Judy : la hantise de l’oubli

Les films biographiques sur des icônes hollywoodiennes ne cessent de fasciner un large bassin de cinéphiles, peu importe qu’ils empruntent une trame narrative traditionnelle dressant l’existence de l’artiste de sa naissance à sa mort ou qu’ils démontrent une volonté d’innovation en s’attardant sur un pan précis généralement méconnu ou peu exploité. Retraçant le trouble mais immensément transcendant et émouvant parcours de l’actrice et chanteuse Judy GarlandJudy de Rupert Goold se situe à mi-chemin entre les deux.

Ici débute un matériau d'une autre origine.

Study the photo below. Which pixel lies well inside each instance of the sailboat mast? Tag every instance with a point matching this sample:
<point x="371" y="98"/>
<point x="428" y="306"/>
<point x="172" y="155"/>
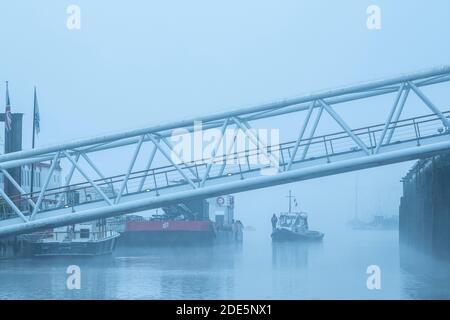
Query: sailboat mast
<point x="290" y="199"/>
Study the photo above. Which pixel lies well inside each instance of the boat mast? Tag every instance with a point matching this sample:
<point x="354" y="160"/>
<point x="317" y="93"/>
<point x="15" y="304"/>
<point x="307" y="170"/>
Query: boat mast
<point x="290" y="199"/>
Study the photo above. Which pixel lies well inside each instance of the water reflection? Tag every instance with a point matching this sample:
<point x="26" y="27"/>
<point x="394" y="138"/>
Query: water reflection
<point x="424" y="277"/>
<point x="257" y="269"/>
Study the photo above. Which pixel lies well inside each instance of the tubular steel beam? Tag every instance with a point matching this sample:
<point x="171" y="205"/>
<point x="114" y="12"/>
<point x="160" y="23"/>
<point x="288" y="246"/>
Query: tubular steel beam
<point x="445" y="70"/>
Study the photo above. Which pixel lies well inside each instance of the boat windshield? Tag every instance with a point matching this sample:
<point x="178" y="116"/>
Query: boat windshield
<point x="288" y="220"/>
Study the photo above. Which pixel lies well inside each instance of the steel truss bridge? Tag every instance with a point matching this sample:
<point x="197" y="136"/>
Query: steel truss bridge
<point x="156" y="184"/>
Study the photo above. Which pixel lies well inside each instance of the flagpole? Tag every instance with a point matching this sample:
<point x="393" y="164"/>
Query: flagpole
<point x="32" y="141"/>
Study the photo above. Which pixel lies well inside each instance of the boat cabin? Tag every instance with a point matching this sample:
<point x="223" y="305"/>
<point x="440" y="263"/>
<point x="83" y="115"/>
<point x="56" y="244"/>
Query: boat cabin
<point x="296" y="221"/>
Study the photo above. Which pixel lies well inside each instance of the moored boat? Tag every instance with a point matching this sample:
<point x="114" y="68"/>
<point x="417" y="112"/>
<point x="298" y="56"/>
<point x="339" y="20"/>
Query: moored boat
<point x="85" y="239"/>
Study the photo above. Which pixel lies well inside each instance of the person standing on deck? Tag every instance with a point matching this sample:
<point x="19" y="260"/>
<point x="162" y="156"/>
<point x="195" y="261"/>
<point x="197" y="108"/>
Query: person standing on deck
<point x="274" y="222"/>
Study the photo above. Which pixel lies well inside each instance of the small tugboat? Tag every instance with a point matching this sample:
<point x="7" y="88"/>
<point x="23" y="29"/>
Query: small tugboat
<point x="293" y="226"/>
<point x="84" y="239"/>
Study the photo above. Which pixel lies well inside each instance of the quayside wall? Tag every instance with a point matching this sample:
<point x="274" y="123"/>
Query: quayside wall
<point x="425" y="207"/>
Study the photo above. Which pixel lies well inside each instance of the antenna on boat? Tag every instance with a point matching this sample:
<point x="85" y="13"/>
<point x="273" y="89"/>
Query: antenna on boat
<point x="290" y="201"/>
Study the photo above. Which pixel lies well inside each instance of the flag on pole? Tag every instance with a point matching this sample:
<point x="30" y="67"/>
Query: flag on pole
<point x="8" y="116"/>
<point x="36" y="116"/>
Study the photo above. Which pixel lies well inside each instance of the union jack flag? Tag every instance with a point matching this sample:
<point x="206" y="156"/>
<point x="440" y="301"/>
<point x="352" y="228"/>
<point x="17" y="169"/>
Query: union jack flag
<point x="8" y="116"/>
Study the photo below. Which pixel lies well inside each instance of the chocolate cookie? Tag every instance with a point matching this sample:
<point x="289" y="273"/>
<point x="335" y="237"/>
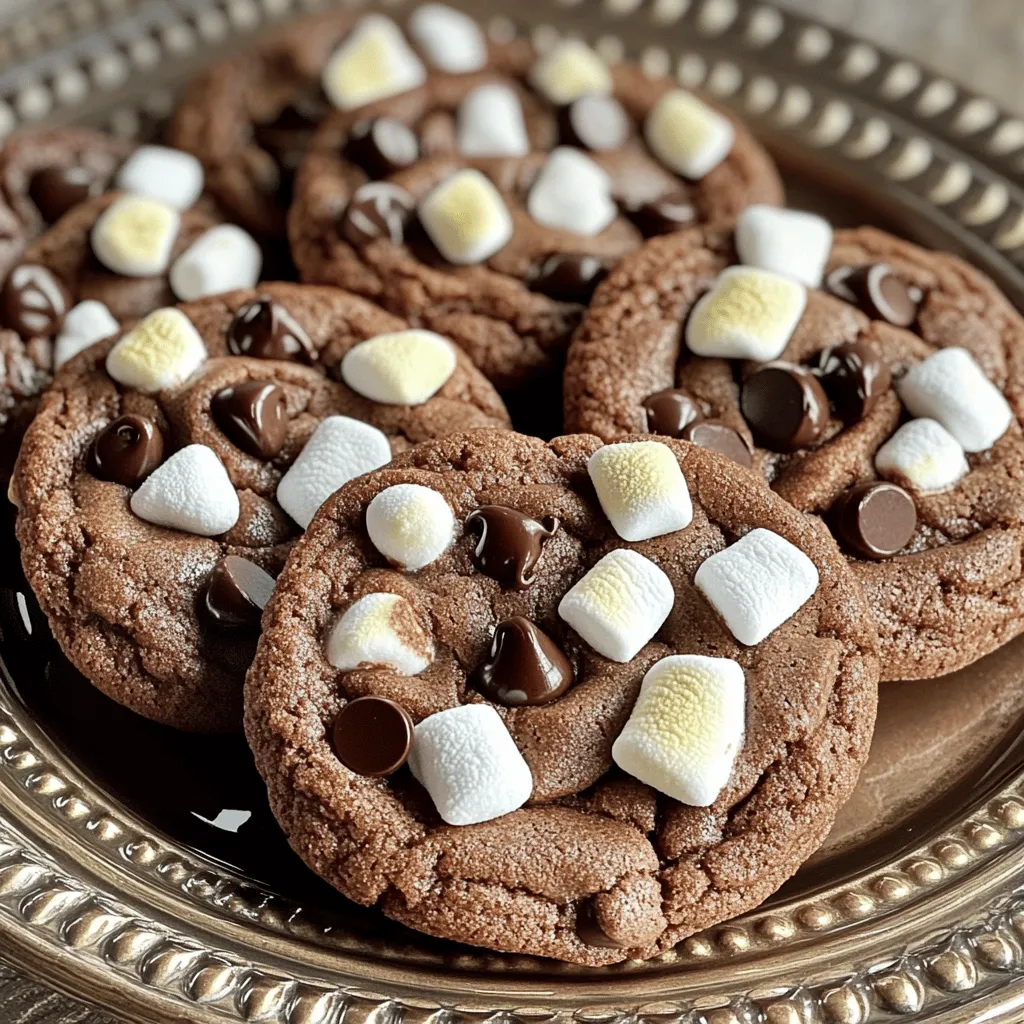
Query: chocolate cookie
<point x="169" y="470"/>
<point x="609" y="745"/>
<point x="484" y="190"/>
<point x="887" y="397"/>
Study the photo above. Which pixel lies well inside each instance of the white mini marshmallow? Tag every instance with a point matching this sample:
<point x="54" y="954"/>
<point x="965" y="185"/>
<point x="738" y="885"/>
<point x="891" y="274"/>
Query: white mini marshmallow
<point x="687" y="135"/>
<point x="190" y="492"/>
<point x="162" y="173"/>
<point x="686" y="727"/>
<point x="134" y="236"/>
<point x="466" y="760"/>
<point x="449" y="39"/>
<point x="219" y="260"/>
<point x="570" y="70"/>
<point x="406" y="368"/>
<point x="787" y="242"/>
<point x="380" y="629"/>
<point x="466" y="217"/>
<point x="410" y="524"/>
<point x="571" y="194"/>
<point x="489" y="123"/>
<point x="924" y="456"/>
<point x="84" y="326"/>
<point x="375" y="61"/>
<point x="748" y="314"/>
<point x="641" y="489"/>
<point x="950" y="387"/>
<point x="161" y="351"/>
<point x="757" y="584"/>
<point x="620" y="604"/>
<point x="340" y="450"/>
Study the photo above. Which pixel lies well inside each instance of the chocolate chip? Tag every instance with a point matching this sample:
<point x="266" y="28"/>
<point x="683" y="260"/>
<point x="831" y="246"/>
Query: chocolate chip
<point x="785" y="407"/>
<point x="596" y="123"/>
<point x="56" y="189"/>
<point x="377" y="210"/>
<point x="875" y="520"/>
<point x="254" y="416"/>
<point x="567" y="276"/>
<point x="34" y="301"/>
<point x="510" y="544"/>
<point x="237" y="593"/>
<point x="127" y="451"/>
<point x="381" y="146"/>
<point x="265" y="330"/>
<point x="855" y="377"/>
<point x="524" y="667"/>
<point x="878" y="291"/>
<point x="372" y="736"/>
<point x="670" y="412"/>
<point x="721" y="438"/>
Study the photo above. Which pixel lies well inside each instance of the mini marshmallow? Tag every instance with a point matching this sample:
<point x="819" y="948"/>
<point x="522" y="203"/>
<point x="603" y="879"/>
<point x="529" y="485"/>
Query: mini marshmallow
<point x="620" y="604"/>
<point x="687" y="135"/>
<point x="84" y="326"/>
<point x="134" y="236"/>
<point x="570" y="70"/>
<point x="466" y="217"/>
<point x="375" y="61"/>
<point x="686" y="727"/>
<point x="380" y="629"/>
<point x="489" y="123"/>
<point x="406" y="368"/>
<point x="340" y="450"/>
<point x="219" y="260"/>
<point x="924" y="456"/>
<point x="159" y="352"/>
<point x="572" y="194"/>
<point x="641" y="489"/>
<point x="410" y="524"/>
<point x="162" y="173"/>
<point x="786" y="242"/>
<point x="449" y="39"/>
<point x="466" y="760"/>
<point x="748" y="314"/>
<point x="951" y="388"/>
<point x="189" y="492"/>
<point x="757" y="584"/>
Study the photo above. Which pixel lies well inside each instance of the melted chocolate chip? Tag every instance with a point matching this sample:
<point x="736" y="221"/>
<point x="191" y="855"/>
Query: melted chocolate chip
<point x="372" y="736"/>
<point x="34" y="301"/>
<point x="56" y="189"/>
<point x="670" y="412"/>
<point x="567" y="276"/>
<point x="377" y="210"/>
<point x="855" y="377"/>
<point x="127" y="451"/>
<point x="253" y="416"/>
<point x="875" y="520"/>
<point x="237" y="593"/>
<point x="785" y="407"/>
<point x="524" y="667"/>
<point x="265" y="330"/>
<point x="510" y="544"/>
<point x="721" y="438"/>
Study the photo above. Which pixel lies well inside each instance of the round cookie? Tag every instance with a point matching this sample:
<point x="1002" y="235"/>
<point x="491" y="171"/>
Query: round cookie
<point x="938" y="554"/>
<point x="570" y="182"/>
<point x="123" y="527"/>
<point x="524" y="821"/>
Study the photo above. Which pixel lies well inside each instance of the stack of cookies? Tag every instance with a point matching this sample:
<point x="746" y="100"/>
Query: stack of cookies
<point x="578" y="697"/>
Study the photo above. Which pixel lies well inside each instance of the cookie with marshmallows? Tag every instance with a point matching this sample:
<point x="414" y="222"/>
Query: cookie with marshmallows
<point x="480" y="188"/>
<point x="511" y="692"/>
<point x="171" y="467"/>
<point x="871" y="382"/>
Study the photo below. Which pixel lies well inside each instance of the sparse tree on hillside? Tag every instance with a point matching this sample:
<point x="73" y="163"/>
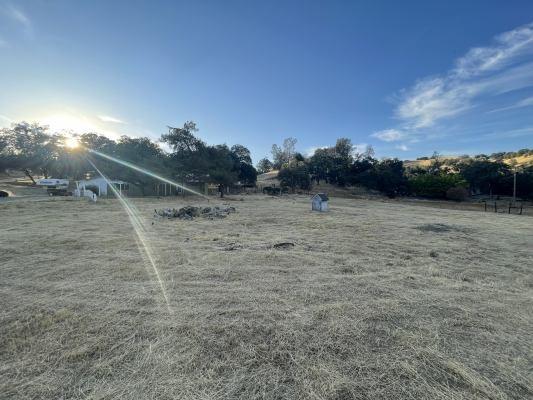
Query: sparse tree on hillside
<point x="264" y="166"/>
<point x="282" y="156"/>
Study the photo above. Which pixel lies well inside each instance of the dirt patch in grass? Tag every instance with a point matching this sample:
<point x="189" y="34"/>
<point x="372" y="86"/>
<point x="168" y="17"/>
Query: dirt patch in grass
<point x="361" y="306"/>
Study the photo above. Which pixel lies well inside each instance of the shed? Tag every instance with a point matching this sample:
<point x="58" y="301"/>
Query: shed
<point x="100" y="185"/>
<point x="319" y="202"/>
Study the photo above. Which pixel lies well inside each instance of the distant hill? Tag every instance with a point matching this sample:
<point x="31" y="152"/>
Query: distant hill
<point x="521" y="160"/>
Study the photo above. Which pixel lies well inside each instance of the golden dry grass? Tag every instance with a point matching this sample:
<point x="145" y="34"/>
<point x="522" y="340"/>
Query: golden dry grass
<point x="375" y="301"/>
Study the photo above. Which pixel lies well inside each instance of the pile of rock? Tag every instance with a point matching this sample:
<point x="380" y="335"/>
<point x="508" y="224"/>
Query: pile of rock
<point x="191" y="212"/>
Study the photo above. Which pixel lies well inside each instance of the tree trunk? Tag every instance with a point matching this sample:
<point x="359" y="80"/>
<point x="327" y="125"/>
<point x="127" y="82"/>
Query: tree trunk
<point x="27" y="173"/>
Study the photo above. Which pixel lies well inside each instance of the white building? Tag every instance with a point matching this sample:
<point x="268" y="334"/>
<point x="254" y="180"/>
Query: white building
<point x="100" y="186"/>
<point x="319" y="202"/>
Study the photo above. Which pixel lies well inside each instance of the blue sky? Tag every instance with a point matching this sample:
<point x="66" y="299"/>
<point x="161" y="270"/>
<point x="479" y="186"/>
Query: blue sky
<point x="409" y="78"/>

Entrecoupé de retours en arrière détaillant les perturbantes coulisses du film Le magicien d’Oz de 1939 , l’oeuvre s’inspire fortement de la pièce de théâtre End of the Rainbow de Peter Quilter qui, elle,  s’attarde sur les cinq semaines de concert que Judy a données à Londres au cabaret Talk of the town six mois avant son décès le 22 juin 1969 à l’âge de 47 ans. À travers tout cela, le long-métrage s’accorde également des libertés scénaristiques ingénieuses et pertinentes permettant de mieux saisir la personnalité trouble et attachante de Garland. Ces moments non-conformes à la réalité qui font habituellement rager les puristes et les familles des stars concernées ne s’avèrent pas ici dérangeants ou futiles, car ils sont amenés avec classe et s’inscrivent parfaitement dans l’intention narrative du film : rendre humaine une talentueuse jeune femme passionnée de la scène qui a cruellement été bouffée par l’appât du gain du répugnant producteur et  cofondateur du studio MGM (Metro-Goldwyn-Mayer), Louis B.Mayer (Richard Cordery).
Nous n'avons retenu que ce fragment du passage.